Sure, a good manager with a CSV could have the same questions, right? Maybe. But at a different stage, with less digital overhead. It might seem so. But data collection was only the first step.

Reinforcement Learning: The System That Learns

The collected data feeds a continuous learning cycle. Reinforcement learning applied to concrete problems, not chess.

How Does the Feedback Loop Work?

Step 1 - Initial state: Operator X must perform service Y, items A, B, C are needed and available in warehouses M1 and M2

Step 2 - Action: The system suggests a route based on initial heuristics (distance, real-time traffic, item availability)

Step 3 - Execution: The operator follows (or doesn't follow) the suggestion. The system tracks everything.

Step 4 - Reward: We calculate a score based on total time, fuel consumed, and customer satisfaction

Step 5 - Learning: The model updates its estimates. If Bob saved time by taking a different route, the system increases the "value" of that choice for similar contexts. Simple.

Q-Learning Applied to Route Selection

We can model the problem as a Q-table. Where:

  • States = combinations of (operator, starting point, items needed, time of day, day of week)
  • Actions = possible routes (different sequences of warehouses to visit)
  • Q-value = estimate of the "value" of that action in that state

Over time, the system learns complex patterns. Like: "On Tuesday morning, for this type of service, it's better to visit the north warehouse first because there's less traffic." Or: "Diana is faster in HVAC services when she picks up tools from the central warehouse, because she knows its layout better." Things that no CSV will ever tell you.

Big Data and Collective Insights

The real power? Comes when we aggregate data across multiple companies. Anonymized, of course.

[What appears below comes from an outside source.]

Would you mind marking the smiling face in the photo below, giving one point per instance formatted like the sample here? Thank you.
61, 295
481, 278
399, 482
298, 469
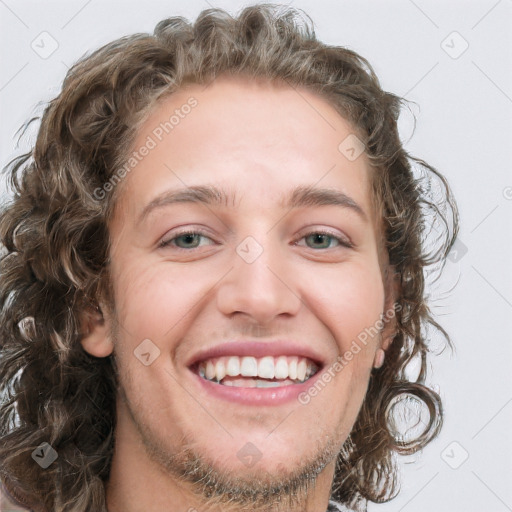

Pattern Recognition Across Tenants

By analyzing hundreds of companies, we can identify best practices. For example:

  • Companies in the top 10% for efficiency organize the warehouse with a "hot zone" layout (high-turnover items near the exit)
  • The fastest operators tend to do batch picking when possible (if the same items are needed tomorrow, they pick everything today)

A company might see:

  • "Your average picking time is 8 minutes. Similar companies (same size, same sector) do it in 6 minutes. Want to see what they do differently?"
  • If 100 HVAC companies saw a spike in calls the week after a heat wave, we can predict you will see one too. The system suggests increasing refrigerant stock preventively, and tells you how long delivery will take

How do we provide this info to the user? In a useful way.

  • Dynamic suggestions based on context
  • Actionable dashboard:
    • Operator Efficiency: Average time per service type, comparison with baseline, trend over time
    • Inventory Health: Items at risk of stockout, stagnant items (high immobilized value), turnover rate
    • Spatial Optimization: Warehouse heatmap (which zones are most visited), reorganization suggestions
    • Forecasts: Expected demand by category for the next 30 days, comparison with current capacity

Infinite Variables, Infinite Possibilities

We've only scratched the surface. Imagine being able to consider:

  • Real-time and historical traffic by time of day
  • Dynamic warehouse locations (mobile warehouses, equipped vans)
  • Type, weight, and volume of required material
  • Physical characteristics of the operator (load capacity, experience, certifications)
  • Load capacity of the available vehicle
  • Weather conditions (rain slows travel by 15%)
  • Customer priority (different SLAs for premium customers)
  • Parking availability near the customer
  • Access time windows (some companies accept technicians only during certain hours)

If it exists in the physical world, we can probably measure it, track it, and use it to optimize.

Conclusion: From Passive Warehouse to Active Intelligence

The data-driven transformation of a warehouse is not a project with a deadline, but a journey of continuous improvement. We start by collecting data, then use it to automate, and finally transform it into tools that help people work better.